Eve scowled. It wasn’t worth the effort to type a response. He knew she only spoke so bluntly when it was the two of them.
“Did you get to the root of the problem?”
“Of course not,” Charlie7 replied indignantly. “If you want to know who assaulted Brent104, it’s on hundreds of vid feeds. Clear-cut case if you want to dredge up Human Era legal codes to figure out a way to punish them. If you want a simple answer as to why, blame Brent104 for over-officiating that soccer match. If you want the real, deep-down truth from the Oracle at Delphi…”
“Yes. The last one.”
Charlie7 smirked. It looked strange on a Version 70.2 chassis, one of the few that made little pretense of humanity. Most of the old chassis tried to look civilized, and the new ones were almost too human. But on that military-grade visage, his facial expressions always amused her.
“Well,” he replied. “It’s because Mars is having some growing pains. They have nearly a tenth of Earth’s human population now, and they’re starting to learn that majority vote means they’ve got no say in anything. They’ve transitioned from a bright new endeavor to a limping, needy step-brother no longer content with hand-me-downs. Some of them are definitely agitating behind the scenes, but none of them admit to anything. If you want me to get to that deepest of truths, I can forward you a list of Human Welfare Committee regulations that I’ll need exemptions from. Also, I guarantee you don’t want those answers badly enough to sign off on what I’d have to do to get them.”
“No. I don’t. What’s your prognosis?”
“Perfectly healthy,” Charlie7 replied cheerily. “Humans being human. It takes getting used to, but once you get a critical mass, unrest was bound to happen. The schools teach them to think for themselves, and that’s what they’re doing. The fact they aren’t doing what you’d like isn’t a bug, it’s a feature.”
“Advice?”
Charlie7 blinked, shutting off his optic glow for a measured four hundred milliseconds. He might fool human eyes into thinking it wasn’t a deliberate reaction but not Eve’s implants. “Advice? From me? They must have you on psychoactive medications. I’m the brawn. You’re the brains of this outfit.”
Eve cast him a withering glare.
“Fine,” Charlie7 said. “I’m the brains. You’re the conscience. If you want a peaceful, compliant Mars, ship the troublemakers off on a mining mission. We can hold them on Earth until the necessary modifications can be made for one to support human habitation. A decade on the edge of the solar system will give them time to cool their thrusters.

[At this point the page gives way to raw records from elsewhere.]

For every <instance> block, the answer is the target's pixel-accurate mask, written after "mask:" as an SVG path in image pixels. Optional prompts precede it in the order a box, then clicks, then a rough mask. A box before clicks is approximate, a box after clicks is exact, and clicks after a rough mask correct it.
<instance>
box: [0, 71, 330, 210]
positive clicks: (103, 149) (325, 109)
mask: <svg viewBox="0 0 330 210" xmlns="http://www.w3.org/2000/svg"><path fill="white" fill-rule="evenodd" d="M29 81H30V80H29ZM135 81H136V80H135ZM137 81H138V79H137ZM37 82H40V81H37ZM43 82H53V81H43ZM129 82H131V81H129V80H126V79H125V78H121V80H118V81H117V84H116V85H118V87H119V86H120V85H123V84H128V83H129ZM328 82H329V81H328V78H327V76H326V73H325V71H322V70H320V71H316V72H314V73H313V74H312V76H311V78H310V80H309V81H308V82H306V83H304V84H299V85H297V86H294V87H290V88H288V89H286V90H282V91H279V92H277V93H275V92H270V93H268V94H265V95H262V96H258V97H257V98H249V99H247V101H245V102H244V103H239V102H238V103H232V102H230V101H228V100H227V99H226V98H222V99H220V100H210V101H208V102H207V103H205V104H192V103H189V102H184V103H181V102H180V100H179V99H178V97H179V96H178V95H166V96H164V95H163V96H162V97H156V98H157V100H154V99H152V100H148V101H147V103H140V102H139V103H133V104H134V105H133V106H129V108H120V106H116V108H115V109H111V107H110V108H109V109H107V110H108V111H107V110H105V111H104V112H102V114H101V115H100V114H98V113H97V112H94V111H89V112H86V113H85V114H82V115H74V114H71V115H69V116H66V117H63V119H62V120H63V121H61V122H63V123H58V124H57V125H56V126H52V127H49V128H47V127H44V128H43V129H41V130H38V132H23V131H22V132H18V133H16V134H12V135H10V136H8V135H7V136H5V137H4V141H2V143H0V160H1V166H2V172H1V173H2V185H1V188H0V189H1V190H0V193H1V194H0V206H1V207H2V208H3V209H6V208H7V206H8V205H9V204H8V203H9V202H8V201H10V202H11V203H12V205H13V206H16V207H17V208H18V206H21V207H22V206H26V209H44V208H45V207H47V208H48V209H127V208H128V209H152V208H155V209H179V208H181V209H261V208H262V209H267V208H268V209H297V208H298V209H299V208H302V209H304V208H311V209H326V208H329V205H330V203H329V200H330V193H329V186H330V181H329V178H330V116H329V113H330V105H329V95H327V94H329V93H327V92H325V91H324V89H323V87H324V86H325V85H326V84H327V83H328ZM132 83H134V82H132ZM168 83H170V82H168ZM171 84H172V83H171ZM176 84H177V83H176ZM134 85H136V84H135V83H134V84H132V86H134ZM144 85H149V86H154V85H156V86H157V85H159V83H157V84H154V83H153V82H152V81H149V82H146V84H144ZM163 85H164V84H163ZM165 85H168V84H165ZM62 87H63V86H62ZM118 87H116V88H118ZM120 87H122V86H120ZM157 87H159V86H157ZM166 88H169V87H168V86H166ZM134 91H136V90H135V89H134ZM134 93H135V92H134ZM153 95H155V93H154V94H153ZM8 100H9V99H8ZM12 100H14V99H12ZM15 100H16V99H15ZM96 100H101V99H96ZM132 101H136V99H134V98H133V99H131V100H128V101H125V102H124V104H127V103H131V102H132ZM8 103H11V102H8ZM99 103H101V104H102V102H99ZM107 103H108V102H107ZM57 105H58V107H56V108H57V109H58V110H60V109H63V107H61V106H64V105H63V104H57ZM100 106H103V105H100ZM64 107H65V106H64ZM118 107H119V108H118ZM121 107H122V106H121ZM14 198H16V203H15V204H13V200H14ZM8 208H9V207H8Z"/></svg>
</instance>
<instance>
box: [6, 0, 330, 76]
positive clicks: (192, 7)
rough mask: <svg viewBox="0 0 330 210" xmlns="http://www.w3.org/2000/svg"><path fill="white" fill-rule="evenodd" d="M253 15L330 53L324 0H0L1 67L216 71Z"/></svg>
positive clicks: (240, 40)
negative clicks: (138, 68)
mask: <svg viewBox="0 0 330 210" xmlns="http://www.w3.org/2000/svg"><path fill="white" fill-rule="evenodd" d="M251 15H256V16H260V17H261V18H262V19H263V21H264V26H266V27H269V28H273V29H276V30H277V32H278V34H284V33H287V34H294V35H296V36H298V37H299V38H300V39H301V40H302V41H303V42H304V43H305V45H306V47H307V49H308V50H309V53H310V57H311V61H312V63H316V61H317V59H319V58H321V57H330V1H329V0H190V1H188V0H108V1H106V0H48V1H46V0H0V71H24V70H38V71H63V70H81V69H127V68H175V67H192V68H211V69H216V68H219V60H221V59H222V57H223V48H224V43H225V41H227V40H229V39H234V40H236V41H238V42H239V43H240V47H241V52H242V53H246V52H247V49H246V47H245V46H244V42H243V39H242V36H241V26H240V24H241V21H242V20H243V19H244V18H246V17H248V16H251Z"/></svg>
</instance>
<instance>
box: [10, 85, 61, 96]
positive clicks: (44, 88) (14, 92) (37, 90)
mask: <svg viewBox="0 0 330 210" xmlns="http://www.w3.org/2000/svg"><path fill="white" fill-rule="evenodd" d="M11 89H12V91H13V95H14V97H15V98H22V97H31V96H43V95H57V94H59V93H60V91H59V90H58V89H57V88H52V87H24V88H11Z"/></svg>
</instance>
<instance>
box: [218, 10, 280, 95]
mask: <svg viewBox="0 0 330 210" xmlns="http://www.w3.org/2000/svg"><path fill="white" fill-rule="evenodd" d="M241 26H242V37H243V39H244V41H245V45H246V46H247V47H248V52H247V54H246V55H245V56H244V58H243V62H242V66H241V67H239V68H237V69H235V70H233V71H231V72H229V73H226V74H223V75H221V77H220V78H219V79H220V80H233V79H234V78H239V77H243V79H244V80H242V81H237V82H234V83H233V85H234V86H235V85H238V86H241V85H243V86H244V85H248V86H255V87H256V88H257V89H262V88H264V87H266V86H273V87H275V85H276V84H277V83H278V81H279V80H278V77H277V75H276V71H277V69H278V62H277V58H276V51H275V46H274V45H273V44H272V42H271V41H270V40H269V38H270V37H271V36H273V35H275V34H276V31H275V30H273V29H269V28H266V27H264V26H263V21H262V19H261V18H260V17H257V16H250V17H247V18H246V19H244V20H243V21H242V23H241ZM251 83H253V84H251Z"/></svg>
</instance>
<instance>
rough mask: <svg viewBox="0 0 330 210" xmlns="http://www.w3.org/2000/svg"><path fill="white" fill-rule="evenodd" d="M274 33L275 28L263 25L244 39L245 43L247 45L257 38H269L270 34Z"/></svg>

“Of course,” the robot continued, shifting tone from grim to pedantic. “That would dredge up a lot of unflattering historical parallels. I’ve long called the Kuiper Belt the Robot Age’s Siberian gulag. It wouldn’t take the Martian dissidents long to latch onto that as propaganda.”
“Dissidents? Propaganda?” Eve echoed, picking the wheat from Charlie7’s ever-loquacious chaff. “Has it gotten that bad without anyone noticing until now?”
“People can say anything they like on the Social. Easy anonymity makes humans and robots alike bold, indiscreet, and inflammatory. That much was true even in the First Human Age. But if you want evidence of a revolution, watch for smoke on the horizon.”
Eve shut her eyes.
Somehow, she hadn’t expected to live to see the day that humanity fractured. She’d been born a curiosity, fostered in a tiny community, appointed head of the governing body that protected a vulnerable but growing minority population. Scattered settlements pockmarked the Earth, with stray, anti-social individualists sprinkled alone in the spaces between. Mars had five colonies ready to burst free across the surface the instant the terraformers gave the all clear. Until now, the disparate communities had all worked together under a common purpose.
Eve wouldn’t hasten its demise.
“Do nothing,” she displayed, opening her eyes to deliver the message to Charlie7. “Tell no one. Assign no blame beyond the obvious perpetrators. We will provide no fuel for this fire. If the complaints are ill treatment by Earth, let us Earthlings stay out of it. Unless Mars asks for our help, we’ll let them handle this themselves.”